Ce n’est bien entendu pas un hasard si c’est à John Smith que cela arrive. Dès le début, il nous est présenté comme différent des autres Anglais, chez qui il est emprisonné. Plus spirituel, à la recherche d’une rédemption, d’une nouvelle vie, volontiers utopiste cherchant à profiter de cette nouvelle terre pour construire une société différente, plus juste, plus équitable, John Smith n’a pas grand chose à voir avec les Occidentaux. D’ailleurs, il est quasiment muet avec eux, alors qu’il parle aux Indiens. De fait, c’est lui qui va à la rencontre des Indiens, qui s’ouvre à eux, au point d’être accepté parmi eux, ce qui donne peut-être les plus scènes du film, ces moments en apesanteur, hors du temps, hors de tout souci narratif également.

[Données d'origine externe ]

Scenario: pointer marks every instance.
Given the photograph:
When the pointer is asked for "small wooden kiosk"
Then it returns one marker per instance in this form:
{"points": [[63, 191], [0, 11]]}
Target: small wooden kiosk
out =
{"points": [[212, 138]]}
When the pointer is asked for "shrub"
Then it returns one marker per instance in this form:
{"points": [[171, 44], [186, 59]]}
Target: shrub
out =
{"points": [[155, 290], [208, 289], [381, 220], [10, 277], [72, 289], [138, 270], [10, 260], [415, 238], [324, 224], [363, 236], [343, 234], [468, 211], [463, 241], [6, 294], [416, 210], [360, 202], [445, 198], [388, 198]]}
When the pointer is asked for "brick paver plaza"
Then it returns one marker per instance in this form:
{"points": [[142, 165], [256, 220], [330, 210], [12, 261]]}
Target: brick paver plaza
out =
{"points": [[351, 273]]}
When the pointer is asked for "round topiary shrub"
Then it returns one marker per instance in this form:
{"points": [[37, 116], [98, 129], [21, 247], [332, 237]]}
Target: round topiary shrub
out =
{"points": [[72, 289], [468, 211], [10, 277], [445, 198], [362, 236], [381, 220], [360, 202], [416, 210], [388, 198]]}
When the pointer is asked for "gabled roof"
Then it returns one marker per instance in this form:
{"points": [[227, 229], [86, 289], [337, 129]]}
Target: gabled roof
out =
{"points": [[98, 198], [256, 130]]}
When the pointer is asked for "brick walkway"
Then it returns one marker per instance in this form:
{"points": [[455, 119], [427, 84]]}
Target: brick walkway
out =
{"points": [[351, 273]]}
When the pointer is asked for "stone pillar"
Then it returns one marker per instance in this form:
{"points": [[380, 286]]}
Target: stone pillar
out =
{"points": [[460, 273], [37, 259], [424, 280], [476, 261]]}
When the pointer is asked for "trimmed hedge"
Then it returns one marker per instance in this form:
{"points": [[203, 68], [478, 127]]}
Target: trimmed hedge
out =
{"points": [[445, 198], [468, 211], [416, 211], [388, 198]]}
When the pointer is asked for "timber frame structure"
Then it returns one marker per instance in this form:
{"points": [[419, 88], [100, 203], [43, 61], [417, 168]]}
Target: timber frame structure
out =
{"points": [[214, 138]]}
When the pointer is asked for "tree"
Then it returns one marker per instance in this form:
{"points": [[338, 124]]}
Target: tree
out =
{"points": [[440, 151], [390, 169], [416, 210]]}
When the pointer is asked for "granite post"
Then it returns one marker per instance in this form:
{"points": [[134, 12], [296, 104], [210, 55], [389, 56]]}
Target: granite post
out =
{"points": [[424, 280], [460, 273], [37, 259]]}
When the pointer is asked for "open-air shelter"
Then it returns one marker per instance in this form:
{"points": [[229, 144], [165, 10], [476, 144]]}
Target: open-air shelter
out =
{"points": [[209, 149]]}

Mais c’est bien la princesse qui trouvera la solution qui permet de dépasser les différences. Alors que Smith, tiraillé entre son attirance vers le mode de vie indien et sa fidélité à l’Occident, ne pourra résoudre le hiatus que par la fuite, c’est elle qui trouvera la force nécessaire. Une princesse rebaptisée, enfermée dans des vêtements occidentaux, présentée à la cour comme une curiosité, au même titre que les animaux en cage, obligée à se plier à un mode de vie complètement différent du sien, relocalisée dans un monde si différent du sien… Car si la Virginie est un lieu ouvert, où l’horizon est infini, au même titre que les plaines, Londres est un lieu de la fermeture, avec ses hautes murailles et ses petites maisons. Là où le seul bâtiment que l’on voit chez les Indiens est un bâtiment collectif, symbole d’une vie en communauté, les Occidentaux eux vivent séparés les uns des autres, et leurs maisons servent à les isoler et non à les réunir. Or, depuis qu’elle est baptisée, la princesse vit dans ces espaces clos, renfermés, qui atrophient la spiritualité, asphyxient l’âme.
C’est pourtant là que l’ancienne princesse va comprendre.
Ce qui sauve, c’est l’amour.
Car l’amour amène la grâce.
La route est alors toute tracée, menant logiquement à Tree of life.